DUBAI (Reuters) - Etisalat (ETEL.AD), the Gulf’s No.2 telecommunications operator, will not completely sell out of any of its foreign markets, the company’s chief executive said on Sunday.
The United Arab Emirates firm, which operates in about 17 countries in Africa, Asia and the Middle East, sold a 9.1 percent stake in Indonesian mobile firm PT XL Axiata (EXCL.JK) for $510 million in September, but retained a 4.2 percent holding.
The Indonesian sale, which followed Etisalat’s exit from India, was seen by some analysts as part of a broad push to trim back underperforming foreign units.

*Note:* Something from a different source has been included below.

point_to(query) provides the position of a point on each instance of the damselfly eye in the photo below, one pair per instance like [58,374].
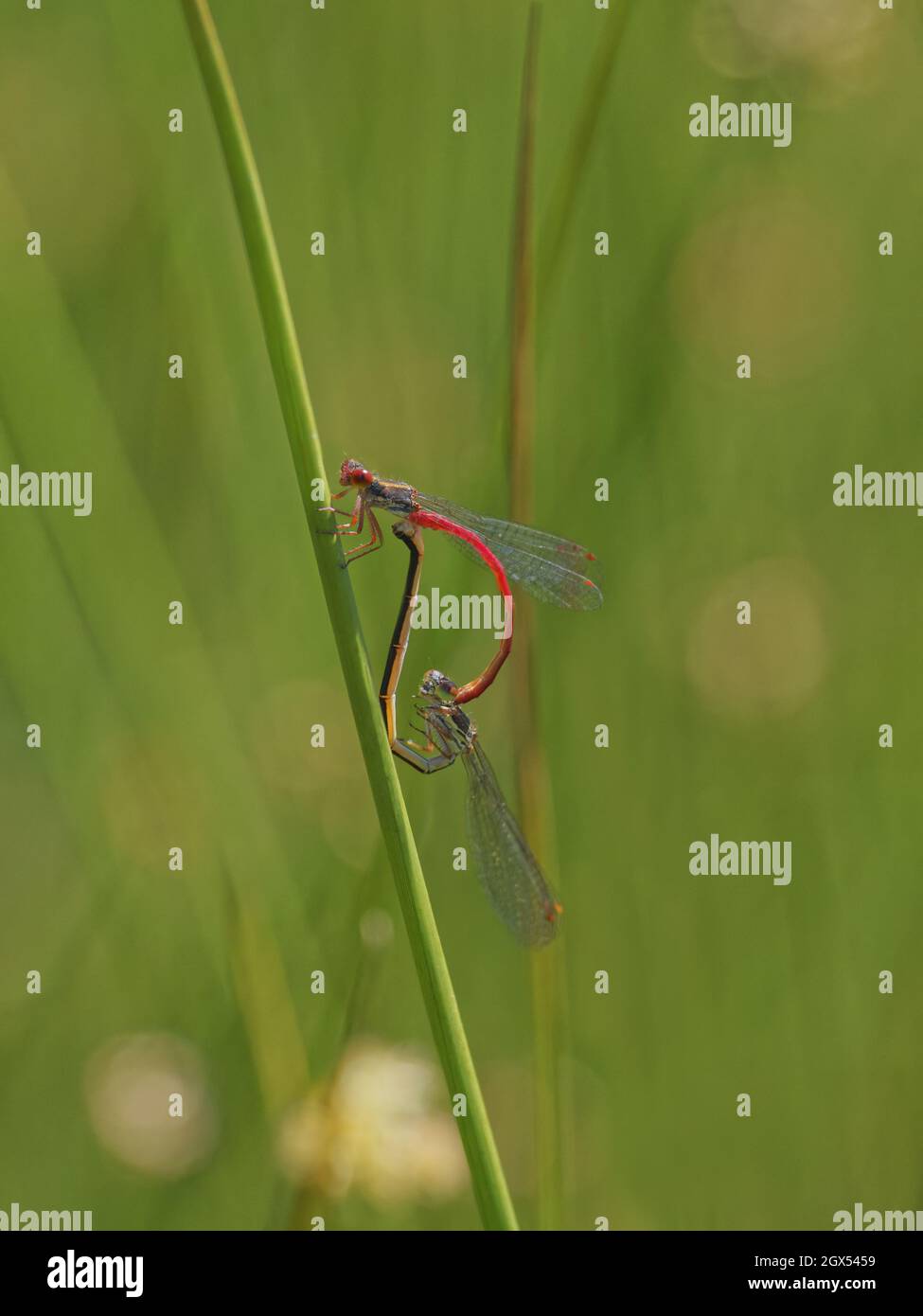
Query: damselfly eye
[354,472]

But chief executive Ahmad Julfar insisted on Sunday that the company would retain its current footprint.
“We are not going to exit any markets,” Julfar told reporters on the sidelines of a conference in Dubai. “We are very happy with our international operations, even Africa.”
In Africa, Etisalat owns 66 percent of Egypt’s Etisalat Misr, 40 percent of Etisalat Nigeria and 65 percent of Tanzania’s Zantel, plus Atlantique Telecom, which has mobile licenses in six countries, and a majority stake in Sudan fixed line operator Canar.
In the UAE, du (DU.DU) ended Etisalat’s domestic monopoly in 2007, with the smaller operator claiming a 46.5 percent share of the country’s mobile subscribers by the end of June this year.
The two operators, both majority-owned by government-linked institutions, are still at loggerheads over a network-sharing deal that would allow them to compete on fixed-line services.
Both offer fixed-line voice, broadband and television services but not in the same districts of the UAE, and an agreement was slated to be finalized by the end of 2011.
“It’s the commercial pricing between us and du only,” said Julfar. “That’s in discussion now. It could happen this year, it could happen next year. We have not reached commercial terms yet. It could happen in one month, but it could take three to four months also.”